Human cell lines producing monoclonal antibodies (MAbs) against Pseudomonas aeruginosa exotoxin A were established by EBV transformation followed by cell fusion. Monoclonal antibody FK-001, IgM (mu, kappa), was demonstrated to be specifically reactive with exotoxin A in ELISA and immunoblotting, by recognizing N-terminal 16 amino acid residues of exotoxin A as an epitope. This epitope region belongs to domain I which is required for the binding of exotoxin A to the receptor on target cells. FK-001 showed a partial neutralizing activity for cell toxicity caused by exotoxin A and appeared to be effective against exotoxin A-producing P. aeruginosa infection in mice. A line of evidence suggests that monoclonal antibody FK-001 neutralizes exotoxin A-induced cell toxicity by the interference of accessibility and/or binding of exotoxin A to animal cell receptors.

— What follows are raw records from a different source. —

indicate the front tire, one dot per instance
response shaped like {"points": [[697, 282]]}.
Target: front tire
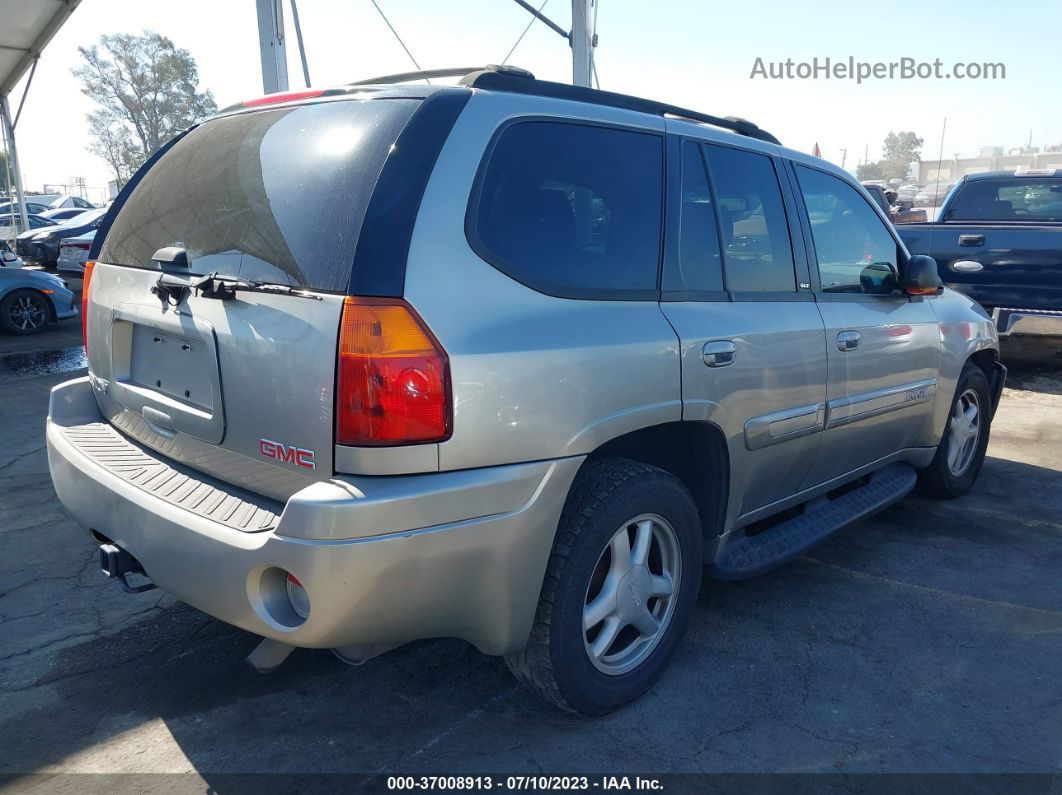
{"points": [[619, 588], [961, 451], [23, 312]]}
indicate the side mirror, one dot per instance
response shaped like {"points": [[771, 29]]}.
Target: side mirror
{"points": [[921, 276]]}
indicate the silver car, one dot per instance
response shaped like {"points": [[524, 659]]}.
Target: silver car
{"points": [[508, 361], [30, 299]]}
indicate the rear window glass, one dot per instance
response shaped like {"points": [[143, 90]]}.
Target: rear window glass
{"points": [[273, 195], [1008, 200], [572, 209]]}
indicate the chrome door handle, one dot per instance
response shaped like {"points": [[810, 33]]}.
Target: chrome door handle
{"points": [[719, 353], [848, 341]]}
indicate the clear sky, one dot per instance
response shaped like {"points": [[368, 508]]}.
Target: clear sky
{"points": [[694, 53]]}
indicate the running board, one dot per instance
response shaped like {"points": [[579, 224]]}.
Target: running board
{"points": [[740, 555]]}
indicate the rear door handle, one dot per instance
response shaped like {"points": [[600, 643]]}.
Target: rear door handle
{"points": [[848, 341], [719, 352]]}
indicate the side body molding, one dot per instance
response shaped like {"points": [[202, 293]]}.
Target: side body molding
{"points": [[854, 408]]}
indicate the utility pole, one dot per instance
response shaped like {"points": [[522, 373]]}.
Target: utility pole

通过EBV转化继以细胞融合,建立了产生抗铜绿假单胞菌外毒素A单克隆抗体(MAb)的人细胞系。单克隆抗体FK-001,IgM(μ,κ),在ELISA和免疫印迹中被证明与外毒素A具有特异性反应,通过将外毒素A的N端16个氨基酸残基识别为表位。该表位区域属于结构域I,外毒素A与靶细胞上的受体结合需要该结构域。FK-001对外毒素A引起的细胞毒性表现出部分中和活性,并且似乎对小鼠中产生外毒素A的铜绿假单胞菌感染有效。一系列证据表明,单克隆抗体FK-001通过干扰外毒素A与动物细胞受体的可及性和/或结合来中和外毒素A诱导的细胞毒性。